Part of the reason this motif gets eye-rolls is because it's SO contrived with nothing supporting the players.  Why would strangers be loyal to each other?  Or if they knew each other, why didn't the motivation for the campaign arise from their shared experiences and history?  Why are the characters suddenly risking their lives on a tip taken from one of the least reputable places in any town?

Another reason it usually stinks on ice is that the people in the tavern or inn are transient.  They aren't staying in one place, even the barkeep and stereotypical barmaids are easily replaced.  Hence, there's nothing for the players to ever really come back to for validation, help, or enrichment.  The tavern little more than a springboard and then forgotten, at least in my experience and in all the anecdotes I've ever heard.  It's sad how the tavern where the adventure began becomes so astonishingly unimportant to the action later on.

I would like to see someone take this tired, lifeless old trope and really make it good.  I've played a few modules that tried (like Return to the Tomb of Horrors), but none did a very good job.  I lament the tavern meeting for this: it is usually so unsatisfying that it leaves a blotch on the memories of those who have played using it, and I want people to have the best experience they can playing RPGs.

So, if you have some great tavern stories OR a theory on how to improve ye olde tavern campaign kickoff, I'd love to read about it in the comments! :)

Peace,

-Troy

4 comments:

Troy_Costisick said...

I like the idea of tavern owners. Nice idea! :)

Peace,

-Troy

Unknown said...

I played a campaign a while back where the starting tavern was an integral part of the game.

The reason this tavern became so important and memorable was be cause of two reasons.

1. The players designed the tavern, We got to choose where it was, its name and any flavoring of it.

2. The tavern was linked into two of the characters back-stories. As they rented a permanent rooms within the tavern, in exchange for odd jobs.
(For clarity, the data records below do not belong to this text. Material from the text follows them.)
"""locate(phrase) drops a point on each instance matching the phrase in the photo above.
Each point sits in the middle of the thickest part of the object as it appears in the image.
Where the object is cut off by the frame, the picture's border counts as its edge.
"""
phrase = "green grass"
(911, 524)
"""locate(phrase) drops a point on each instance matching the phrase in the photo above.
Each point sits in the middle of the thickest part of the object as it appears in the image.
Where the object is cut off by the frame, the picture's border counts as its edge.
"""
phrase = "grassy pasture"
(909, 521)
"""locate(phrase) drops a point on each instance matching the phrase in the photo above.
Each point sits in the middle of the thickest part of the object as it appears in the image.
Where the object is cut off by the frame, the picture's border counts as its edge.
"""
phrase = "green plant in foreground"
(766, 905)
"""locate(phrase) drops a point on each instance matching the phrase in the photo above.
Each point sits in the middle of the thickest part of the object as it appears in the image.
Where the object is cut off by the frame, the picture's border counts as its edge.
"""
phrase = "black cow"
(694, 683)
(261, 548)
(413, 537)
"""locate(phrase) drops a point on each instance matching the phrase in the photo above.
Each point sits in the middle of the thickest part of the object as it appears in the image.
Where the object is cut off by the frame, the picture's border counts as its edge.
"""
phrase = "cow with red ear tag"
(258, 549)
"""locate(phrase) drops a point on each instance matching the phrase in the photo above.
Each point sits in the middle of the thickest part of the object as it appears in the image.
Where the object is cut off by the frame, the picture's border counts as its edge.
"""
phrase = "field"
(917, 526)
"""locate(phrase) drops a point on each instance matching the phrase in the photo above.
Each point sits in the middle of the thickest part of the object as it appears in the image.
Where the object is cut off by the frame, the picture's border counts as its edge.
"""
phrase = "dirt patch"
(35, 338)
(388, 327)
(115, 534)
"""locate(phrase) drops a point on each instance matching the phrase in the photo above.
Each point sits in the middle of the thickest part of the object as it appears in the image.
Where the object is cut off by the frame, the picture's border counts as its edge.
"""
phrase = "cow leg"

This made the tavern something the players continuously came back too, to share drinks after adventures. The tavern practically became it's own character within the game.

Veritomancer said...

A lot of this boils down to universally good GM advice (no matter the setting or system): link your setting/situation to the interests of your players and the backstories of their characters.

Beyond that though, another cool approach would be to run a campaign (or even create a game) where the player characters are, far from being wandering vagabond hero(ine)s local folk with more or less normal lives who inevitably get caught up in all manner of strange events.

Then the tavern stops being a plot device and starts becoming (as a previous poster mentioned) a character all it's own.

Characters in such a game don't go to the tavern because that's where the quests are. It's because they want to chat up their husband's buddies to make sure he's not straying, to shoot the shit with the village reeve (and hopefully get the money she owes them), and to drag your cousin's boy kicking and screaming away from a band of so-called "adventurers".

"Adventurers heh." "More like murderers, thieves, and scoundrels. Am I right? Another pint Abram, if you please. It's going to be a long night if I'm going to be explaining the youngin's new book of spells to my dear sister."

Q.X. Odd said...

I once kicked off a campaign with all of my players waking up on a tavern floor with no recollection of who they were or how they got there. The rest of the staff and patrons suffered the same fugue, and the players soon discovered that the entire town, and in fact the entire world, had all woken up with no memories at the same time. It was fun.